Do you have any good resources on this subject? I agree and would like to see wh...

ebonnafoux · 2025-11-07T15:33:48 1762529628

The very classic parse don't valide if you haven't already read it : https://lexi-lambda.github.io/blog/2019/11/05/parse-don-t-va...

strongly-typed · 2025-11-07T19:15:08 1762542908

Here's my take. It helps you enforce properties about your data. Didn't mean to make this response so long, but alas.

  (* 
    Quick note on notation: I will use "double quotes" when referring to _values_ and `backticks` when referring to _types_.
  *)

  (* 
    Think of this as an interface. It defines the shape of a module. Notice that the interface describes a module that defines a type called `t`, and two values: "of_string", and "to_string", and they are functions with types: `string -> t`, and `t -> string`. 
  *)
  module type ID = sig
    type t
    val of_string : string -> t
    val to_string : t -> string
  end
  
  (* 
    Below this comment is a module named "Id" that _is of type_ (in other words: it _implements the interface called_) `ID`. Due to the explicit type annotation (Id : ID), now from the perspective of anywhere else in the code, the exported interface of the module "Id" is `ID`.
  
    Modules only contain two things: `type declarations`, and "values". Values are your primitives such as 1, '<', "hello", but also composite such as (fun x -> x + 1), (Some x), f x, { foo = "bar"; baz = 42 }, and even (module Id) (yes! modules can be values too!). Type declarations tell the compiler . Anything which is a value _always_ has a type that can _usually_ be inferred.
  
    No type annotation is necessary when the compiler correctly deduces the type of your value through static analysis. For instance, in the module below, "of_string" is deduced to be of type ('a -> 'a). The ' on the symbol 'a signifies a "type variable", and it means that it can be filled in with any type. For instance (t -> t) and (string -> string), but not (t -> string) or (string -> t). For those it would have to be of type ('a -> 'b). We cannot deduce this type, however, because our implementations do nothing with their inputs besides return them. Since nothing is changed, it's always the same type. 

    Now, can you spot the pink elephant? Notice how the "ID" interface from above defines "of_string" to be of type (string -> t). How can this be possible? It's because we gave the compiler a hint when we said `type t = string`. This says that a "value" of type `t` is backed by a value of type `string`. If something type checks as `t`, it also type checks as `string`. 

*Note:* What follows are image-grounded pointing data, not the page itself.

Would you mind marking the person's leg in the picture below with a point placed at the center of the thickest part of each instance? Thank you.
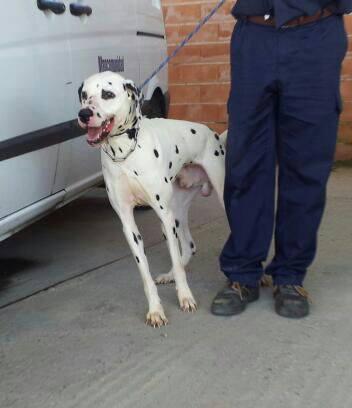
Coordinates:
(310, 62)
(250, 153)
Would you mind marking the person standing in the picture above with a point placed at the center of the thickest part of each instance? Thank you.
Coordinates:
(284, 109)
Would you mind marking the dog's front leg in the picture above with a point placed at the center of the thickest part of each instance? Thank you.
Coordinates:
(155, 316)
(185, 297)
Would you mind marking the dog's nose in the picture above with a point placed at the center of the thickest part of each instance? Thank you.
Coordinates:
(85, 115)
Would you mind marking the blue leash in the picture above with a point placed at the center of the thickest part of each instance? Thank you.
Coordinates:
(183, 43)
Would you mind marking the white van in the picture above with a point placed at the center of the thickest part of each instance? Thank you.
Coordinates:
(47, 48)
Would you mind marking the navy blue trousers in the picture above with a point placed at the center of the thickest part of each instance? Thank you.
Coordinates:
(283, 109)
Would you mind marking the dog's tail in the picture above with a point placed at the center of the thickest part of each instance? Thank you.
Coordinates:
(223, 137)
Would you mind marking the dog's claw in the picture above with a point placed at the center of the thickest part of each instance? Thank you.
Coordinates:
(188, 305)
(156, 319)
(164, 279)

    So, we could reason through and say ('a -> 'a) can be instantiated to (t -> t), but `t` is also equal to `string`, so we can mentally imagine a hypothetical intermediate type... something like ({t,string} -> {t,string}). This type and type equality is visible _inside_ the module. But when the `ID` interface was applied over the `Id` module as in (Id : ID), this has the effect of hiding the type equality (the fact that `type t = string`) because in the `ID` interface we define `t` without an equals sign: `type t`. This forces us to _choose_ a concrete type to expose externally, even though the type is less general than what the implementation sees.
  
    NOTE: OCaml doesn't use parens for function definition or application. Compare this OCaml code against its Python equivalent.
  
    > let hello_world h w = (h, w)
    > let h, w = hello_world 1 2
  
    vs.
  
    > def hello_world(h, w):
    >   return (h, w)
    > h, w = hello_world(1, 2)
  *)
  module Id : ID = struct
    type t = string
    let of_string s = s
    let to_string s = s
  end
  
  let main () =
    let s = "abc123" in
    let id = Id.of_string s in
  
    (* NOTE(type error): because the built-in "print_endline" function is of type (string -> unit) and not (Id.t -> unit) *)
    (* NOTE: if an expression returns unit, you don't need to create a let binding for it. You can simply tack a semicolon to the end of it if you need sequence another expression to follow it. *)
    print_endline id;
  
    (* okay *)
    (* STDOUT: abc123 *)
    print_endline (Id.to_string id)
  ;;
  
  main ()

You could imagine implementing this pattern of defining parsers such as "of_string", "of_bytes", "of_json", "of_int", "of_db_row", "of_request", for any piece of input data. You can think of all of these functions as static constructors in OOP... you take in some data, and produce some output value: e.g. "of_string" takes in a `string` and produces a `t`.

Now, if you have a bunch of "values" of type `t`, you know that they _only_ could have been produced by the `of_string` function, because `of_string` might be the _only_ function that ends with `-> t`. Therefore, all the values maintain the same properties enforced by the `of_string` function (similar to class constructors in OOP). With this, you can create types such as `Nonnegative.t`, `Percent.t`, `Currency.t`, `Image.t`, `ProfilePicture.t`, and parsers from another type to the newly minted type.

The compiler can help you enforce these properties by providing guardrails in the form of static compiler checks (these checks are run _before_ your code can even be compiled). If I have a value of type `Nonnegative.t`, then not only do I not need to validate that it's not negative, I also don't have to validate that it's not negative everywhere else that values of that type are used -- the validation logic is baked into the constructor. Parse, don't validate.*